Une délégation ovationnée après l'entretien
À la sortie de la mairie, la délégation a été accueillie par des applaudissements et des chants de ses soutiens, une petite trentaine de grévistes malgré la chaleur caniculaire. Les syndicats, qui représentent 34 % des 1 800 salariés de RLA, réclament une augmentation de salaire en adéquation avec la hausse du Smic de 2,4 %, contre les 1,5 % proposés par la direction et acceptés par la CGT, majoritaire avec 66 % des voix.

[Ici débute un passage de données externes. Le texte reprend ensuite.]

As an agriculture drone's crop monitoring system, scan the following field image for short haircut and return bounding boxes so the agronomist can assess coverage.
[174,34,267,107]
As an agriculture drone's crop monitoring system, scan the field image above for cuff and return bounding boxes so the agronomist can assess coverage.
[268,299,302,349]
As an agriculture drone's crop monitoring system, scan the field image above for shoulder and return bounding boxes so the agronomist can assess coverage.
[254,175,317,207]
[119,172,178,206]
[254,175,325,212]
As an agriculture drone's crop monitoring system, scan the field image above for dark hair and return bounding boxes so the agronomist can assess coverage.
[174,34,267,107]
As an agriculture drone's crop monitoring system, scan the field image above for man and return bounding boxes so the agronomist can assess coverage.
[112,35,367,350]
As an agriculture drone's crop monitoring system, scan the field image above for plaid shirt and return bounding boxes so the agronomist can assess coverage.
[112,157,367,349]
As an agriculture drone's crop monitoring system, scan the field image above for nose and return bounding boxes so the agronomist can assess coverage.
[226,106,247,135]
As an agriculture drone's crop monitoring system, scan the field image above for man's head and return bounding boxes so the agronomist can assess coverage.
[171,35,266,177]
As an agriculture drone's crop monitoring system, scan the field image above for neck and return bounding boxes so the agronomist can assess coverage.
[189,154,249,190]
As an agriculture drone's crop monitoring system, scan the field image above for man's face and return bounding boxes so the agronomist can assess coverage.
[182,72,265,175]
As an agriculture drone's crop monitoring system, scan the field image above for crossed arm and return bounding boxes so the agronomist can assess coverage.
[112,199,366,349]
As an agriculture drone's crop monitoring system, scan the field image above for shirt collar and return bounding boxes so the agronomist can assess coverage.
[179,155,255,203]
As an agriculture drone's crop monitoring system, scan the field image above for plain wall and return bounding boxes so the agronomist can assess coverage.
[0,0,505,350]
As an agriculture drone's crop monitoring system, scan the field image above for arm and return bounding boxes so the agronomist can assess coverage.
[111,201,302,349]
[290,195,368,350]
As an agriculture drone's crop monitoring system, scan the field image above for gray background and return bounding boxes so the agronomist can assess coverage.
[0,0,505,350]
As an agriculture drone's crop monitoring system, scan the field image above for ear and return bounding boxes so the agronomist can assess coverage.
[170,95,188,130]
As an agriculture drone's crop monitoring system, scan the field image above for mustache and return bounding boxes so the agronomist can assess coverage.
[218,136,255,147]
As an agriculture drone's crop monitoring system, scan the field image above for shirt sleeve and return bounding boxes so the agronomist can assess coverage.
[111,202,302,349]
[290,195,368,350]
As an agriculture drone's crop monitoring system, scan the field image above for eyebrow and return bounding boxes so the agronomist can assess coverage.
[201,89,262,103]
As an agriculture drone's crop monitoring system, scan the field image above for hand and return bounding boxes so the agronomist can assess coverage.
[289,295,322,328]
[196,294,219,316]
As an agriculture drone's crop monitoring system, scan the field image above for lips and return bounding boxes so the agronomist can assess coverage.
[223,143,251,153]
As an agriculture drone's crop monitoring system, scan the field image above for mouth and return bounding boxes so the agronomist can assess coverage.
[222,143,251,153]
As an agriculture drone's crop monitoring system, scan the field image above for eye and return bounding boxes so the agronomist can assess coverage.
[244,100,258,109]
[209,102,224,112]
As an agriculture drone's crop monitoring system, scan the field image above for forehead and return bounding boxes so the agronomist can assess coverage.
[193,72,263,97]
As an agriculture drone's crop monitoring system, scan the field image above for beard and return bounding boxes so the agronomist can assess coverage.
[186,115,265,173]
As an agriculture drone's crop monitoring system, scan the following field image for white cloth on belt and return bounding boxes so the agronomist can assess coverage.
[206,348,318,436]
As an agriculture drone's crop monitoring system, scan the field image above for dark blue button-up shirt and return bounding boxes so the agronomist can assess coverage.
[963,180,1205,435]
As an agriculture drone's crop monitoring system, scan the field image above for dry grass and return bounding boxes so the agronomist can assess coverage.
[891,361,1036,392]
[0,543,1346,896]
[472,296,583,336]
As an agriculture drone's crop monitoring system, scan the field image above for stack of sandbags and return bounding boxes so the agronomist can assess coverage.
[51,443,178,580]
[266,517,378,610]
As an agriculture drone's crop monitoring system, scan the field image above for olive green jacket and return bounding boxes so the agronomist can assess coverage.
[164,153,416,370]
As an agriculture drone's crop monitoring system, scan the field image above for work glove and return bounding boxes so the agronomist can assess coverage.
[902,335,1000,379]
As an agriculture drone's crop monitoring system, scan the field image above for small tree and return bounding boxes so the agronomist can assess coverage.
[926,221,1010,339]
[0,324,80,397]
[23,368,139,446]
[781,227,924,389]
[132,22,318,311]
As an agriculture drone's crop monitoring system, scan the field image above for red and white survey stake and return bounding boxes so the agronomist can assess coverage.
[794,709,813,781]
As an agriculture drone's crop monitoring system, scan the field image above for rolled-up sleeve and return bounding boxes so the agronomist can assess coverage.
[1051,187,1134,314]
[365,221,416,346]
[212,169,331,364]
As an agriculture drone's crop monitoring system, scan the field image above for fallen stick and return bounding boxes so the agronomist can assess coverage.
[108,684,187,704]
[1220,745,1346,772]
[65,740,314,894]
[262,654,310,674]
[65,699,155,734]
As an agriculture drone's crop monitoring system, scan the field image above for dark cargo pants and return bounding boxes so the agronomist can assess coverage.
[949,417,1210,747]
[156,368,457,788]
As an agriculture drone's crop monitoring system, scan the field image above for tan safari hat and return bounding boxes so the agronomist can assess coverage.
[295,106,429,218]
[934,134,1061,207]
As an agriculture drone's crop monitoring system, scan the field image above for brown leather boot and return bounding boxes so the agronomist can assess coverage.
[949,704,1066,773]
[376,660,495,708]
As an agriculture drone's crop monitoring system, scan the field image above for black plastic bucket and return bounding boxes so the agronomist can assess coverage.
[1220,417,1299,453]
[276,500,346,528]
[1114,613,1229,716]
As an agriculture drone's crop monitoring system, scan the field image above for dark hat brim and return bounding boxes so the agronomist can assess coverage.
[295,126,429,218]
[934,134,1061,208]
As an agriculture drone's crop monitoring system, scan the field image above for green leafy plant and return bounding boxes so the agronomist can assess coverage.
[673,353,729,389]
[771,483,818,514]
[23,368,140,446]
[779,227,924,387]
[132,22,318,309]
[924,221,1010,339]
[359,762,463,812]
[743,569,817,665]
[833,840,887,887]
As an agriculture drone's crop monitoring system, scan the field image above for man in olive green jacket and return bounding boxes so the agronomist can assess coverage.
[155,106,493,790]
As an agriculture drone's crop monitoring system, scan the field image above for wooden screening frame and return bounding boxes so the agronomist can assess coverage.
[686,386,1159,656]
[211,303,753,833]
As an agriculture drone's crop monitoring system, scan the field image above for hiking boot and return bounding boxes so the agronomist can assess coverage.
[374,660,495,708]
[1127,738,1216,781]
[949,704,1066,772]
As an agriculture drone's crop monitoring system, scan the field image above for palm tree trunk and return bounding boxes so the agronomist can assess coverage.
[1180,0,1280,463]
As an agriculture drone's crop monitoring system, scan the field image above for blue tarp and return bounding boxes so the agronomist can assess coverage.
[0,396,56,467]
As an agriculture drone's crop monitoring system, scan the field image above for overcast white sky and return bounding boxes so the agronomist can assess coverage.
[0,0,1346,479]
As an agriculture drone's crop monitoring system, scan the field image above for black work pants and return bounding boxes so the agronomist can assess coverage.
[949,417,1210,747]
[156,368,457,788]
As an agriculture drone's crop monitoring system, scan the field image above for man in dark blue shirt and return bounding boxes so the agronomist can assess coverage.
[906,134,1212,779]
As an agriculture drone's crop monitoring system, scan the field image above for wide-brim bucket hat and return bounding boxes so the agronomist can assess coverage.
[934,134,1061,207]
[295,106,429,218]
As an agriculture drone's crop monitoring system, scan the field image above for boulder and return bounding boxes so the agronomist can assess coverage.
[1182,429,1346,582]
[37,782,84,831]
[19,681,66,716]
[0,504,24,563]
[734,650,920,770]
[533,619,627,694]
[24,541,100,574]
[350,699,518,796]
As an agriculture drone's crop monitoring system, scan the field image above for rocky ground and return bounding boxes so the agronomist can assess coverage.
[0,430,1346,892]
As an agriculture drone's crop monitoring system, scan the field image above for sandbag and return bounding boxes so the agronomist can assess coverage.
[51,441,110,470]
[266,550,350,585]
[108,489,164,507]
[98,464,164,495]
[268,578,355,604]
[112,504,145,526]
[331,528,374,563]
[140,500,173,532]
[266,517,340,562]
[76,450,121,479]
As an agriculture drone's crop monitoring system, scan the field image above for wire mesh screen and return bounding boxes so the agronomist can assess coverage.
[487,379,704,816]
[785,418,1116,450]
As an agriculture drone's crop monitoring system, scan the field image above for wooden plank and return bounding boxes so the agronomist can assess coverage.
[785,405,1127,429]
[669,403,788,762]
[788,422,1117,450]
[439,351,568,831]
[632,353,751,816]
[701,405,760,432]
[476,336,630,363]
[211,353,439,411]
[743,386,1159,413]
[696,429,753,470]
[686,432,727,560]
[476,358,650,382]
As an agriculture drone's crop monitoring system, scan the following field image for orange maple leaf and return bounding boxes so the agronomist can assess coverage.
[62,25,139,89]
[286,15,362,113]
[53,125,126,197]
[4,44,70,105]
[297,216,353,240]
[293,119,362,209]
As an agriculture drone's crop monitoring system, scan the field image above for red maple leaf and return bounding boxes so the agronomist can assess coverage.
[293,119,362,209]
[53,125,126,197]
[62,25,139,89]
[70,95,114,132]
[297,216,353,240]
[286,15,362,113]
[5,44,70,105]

Revendications : salaires, heures sup, audit
Les syndicalistes Jean Capriglione (CFTC) et Stéphane Champoussion (Sud) ont détaillé leurs demandes : « On a pu poser la question de l'augmentation de nos salaires aujourd'hui proposée à 1,5 % alors qu'on la veut en adéquation avec l'augmentation du Smic qui est de 2,4 %. On a demandé également une hausse de la prime annuelle : le coût de la vie augmente pour tout le monde. » Ils ont également évoqué les heures supplémentaires non payées, estimées à près de 400 000 heures, et annoncé que la CFTC allait attaquer en justice. « On a aussi parlé du malaise profond de l'entreprise et demandé un audit. On n'est pas respectés. Ça ne va pas du tout… On espère une réponse ce vendredi ou en début de semaine prochaine. »
Menace de grève si pas de réponse
Les syndicats préviennent : « Si rien ne vient, on fera une nouvelle grève, notre mobilisation est intacte. »
La direction justifie l'accord avec la CGT
Le président de Lignes d'Azur, Bertrand Gasiglia, a répondu : « Un accord d'entreprise a été signé avec la CGT pour une augmentation d'1,5 % de salaire et une prime de 400 euros annuels. La CGT étant majoritaire, il n'y a pas de raison de revenir dessus. » Il a toutefois tempéré en indiquant que plusieurs audits ont été lancés sur le fonctionnement de l'entreprise. Concernant les heures supplémentaires, il a reconnu : « Ils font des semaines à 42 heures, comme d'autres à 28. Il faut que tout cela s'équilibre. J'ai demandé aux services de RLA de voir tout ça. » Il a également souligné les conditions de travail difficiles des conducteurs, notamment sur la ligne 1 de tramway qui traverse 65 croisements.